13 October 2007

Rejection blues and a twist on the old line...

From a list discussion of rejections/submissions: Author Barbara Kingsolver handles rejection by not considering her project rejected. Instead, she visualizes that she's addressed it 'To the editor who can appreciate my work,' and it has simply come back stamped 'Not at this address.' You have to keep looking for the right address.

Actually, she's got a good head on her shoulders, in my opinion. I keep telling people that things aren't actually "rejected." Rejected has several connotations, but one of the more notable ones is "To discard as defective or useless; throw away." Since I know my work is not defective or useless, I choose not to think of it as a rejection.

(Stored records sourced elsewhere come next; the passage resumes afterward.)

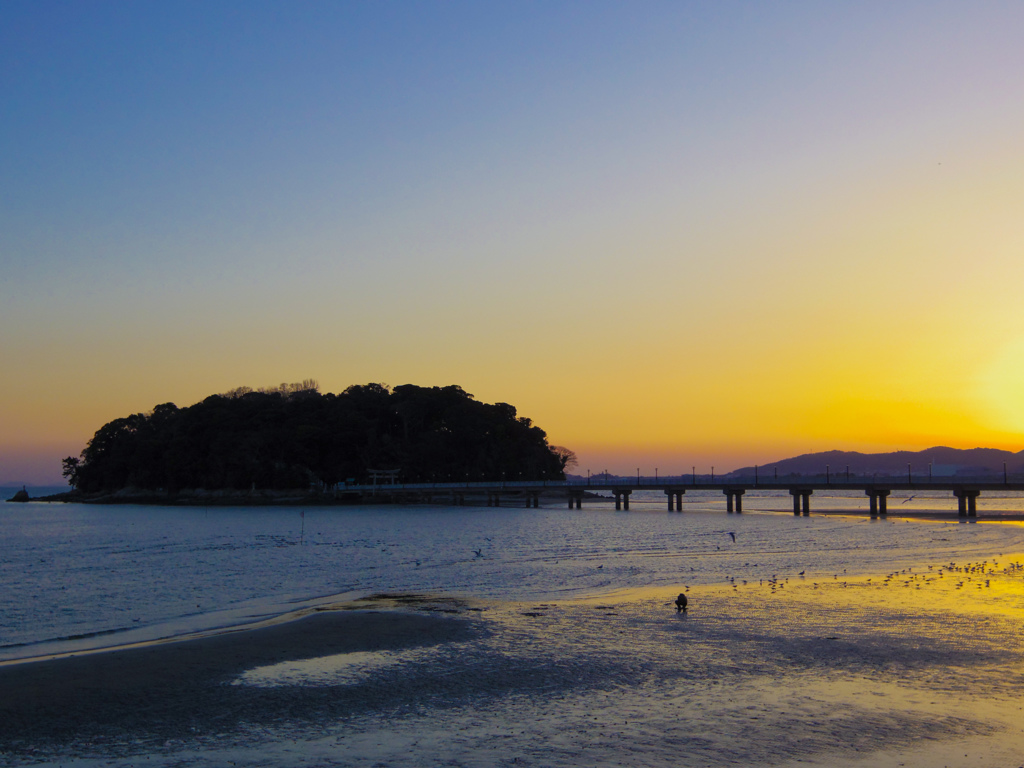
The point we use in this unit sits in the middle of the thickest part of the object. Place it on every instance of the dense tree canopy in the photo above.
(294, 436)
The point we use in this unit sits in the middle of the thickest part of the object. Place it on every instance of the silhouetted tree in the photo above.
(294, 436)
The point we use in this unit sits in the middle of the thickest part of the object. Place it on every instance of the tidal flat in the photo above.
(852, 664)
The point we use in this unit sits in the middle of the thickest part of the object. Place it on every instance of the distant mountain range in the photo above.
(939, 462)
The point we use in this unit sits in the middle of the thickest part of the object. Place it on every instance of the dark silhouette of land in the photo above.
(939, 462)
(294, 437)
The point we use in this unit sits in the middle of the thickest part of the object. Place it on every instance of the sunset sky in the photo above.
(671, 233)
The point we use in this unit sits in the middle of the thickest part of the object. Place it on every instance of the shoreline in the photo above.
(807, 655)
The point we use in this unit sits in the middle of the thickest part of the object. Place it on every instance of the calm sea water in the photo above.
(83, 576)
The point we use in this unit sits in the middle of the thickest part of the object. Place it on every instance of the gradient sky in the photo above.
(671, 233)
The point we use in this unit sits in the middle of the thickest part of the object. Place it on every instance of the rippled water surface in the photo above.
(77, 576)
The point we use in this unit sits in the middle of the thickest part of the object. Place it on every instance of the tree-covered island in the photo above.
(295, 437)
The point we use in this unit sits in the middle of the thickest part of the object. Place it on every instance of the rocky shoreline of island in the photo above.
(260, 498)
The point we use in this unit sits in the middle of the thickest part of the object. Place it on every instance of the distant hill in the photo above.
(945, 462)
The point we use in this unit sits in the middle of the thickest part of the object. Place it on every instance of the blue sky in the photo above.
(556, 205)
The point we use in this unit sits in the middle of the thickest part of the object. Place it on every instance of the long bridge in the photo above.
(877, 491)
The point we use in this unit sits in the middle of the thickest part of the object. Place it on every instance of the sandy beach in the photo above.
(920, 668)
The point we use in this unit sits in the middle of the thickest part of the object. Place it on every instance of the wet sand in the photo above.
(172, 690)
(919, 668)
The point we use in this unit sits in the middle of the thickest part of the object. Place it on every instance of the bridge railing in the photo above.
(772, 481)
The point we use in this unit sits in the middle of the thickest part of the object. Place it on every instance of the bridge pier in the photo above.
(967, 505)
(729, 494)
(877, 499)
(675, 497)
(801, 497)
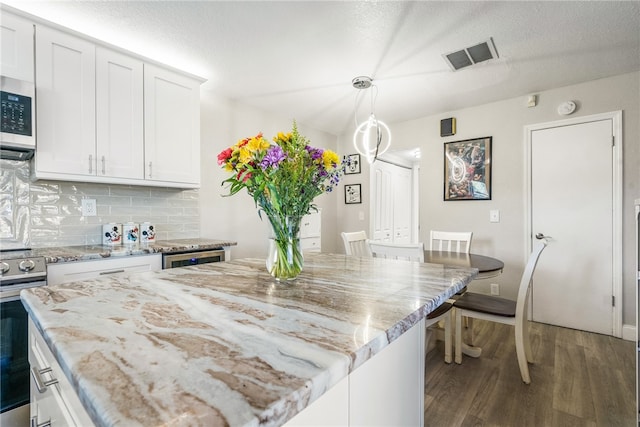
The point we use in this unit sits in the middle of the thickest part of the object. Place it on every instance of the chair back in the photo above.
(409, 252)
(355, 243)
(525, 282)
(450, 241)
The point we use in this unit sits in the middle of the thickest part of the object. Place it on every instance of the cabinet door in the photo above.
(172, 126)
(65, 86)
(16, 35)
(119, 114)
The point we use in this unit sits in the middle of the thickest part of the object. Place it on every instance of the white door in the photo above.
(382, 200)
(392, 203)
(572, 202)
(402, 205)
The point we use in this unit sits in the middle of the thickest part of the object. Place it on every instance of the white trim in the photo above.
(616, 118)
(629, 332)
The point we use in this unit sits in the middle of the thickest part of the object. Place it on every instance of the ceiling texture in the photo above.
(298, 58)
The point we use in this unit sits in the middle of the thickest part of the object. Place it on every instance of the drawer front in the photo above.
(58, 401)
(83, 270)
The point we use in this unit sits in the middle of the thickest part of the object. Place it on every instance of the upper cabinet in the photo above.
(110, 117)
(65, 105)
(16, 38)
(172, 126)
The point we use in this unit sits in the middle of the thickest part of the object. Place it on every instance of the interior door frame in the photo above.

It can be a refusal. That would mean ONLY either an unwillingness to do something or "To decline to jump (an obstacle)." That is appropriate. They are declining to jump into production of the book, because they are uncertain of the end result or leery of the conditions of said jump. I can take that.

They can decline. That would mean "To refuse politely." They can refuse politely. Read again what refuse means.

They can pass on it. The most common definition of pass, in this context, is: "To allow to go by or elapse." Think about that one. It means that they stand aside and let the story go on to somewhere else. That's a positive note.

NEVER focus on rejection, IMO. Instead, focus on the fact that they declined/refused and have taken a pass to allow someone better suited to take the project on.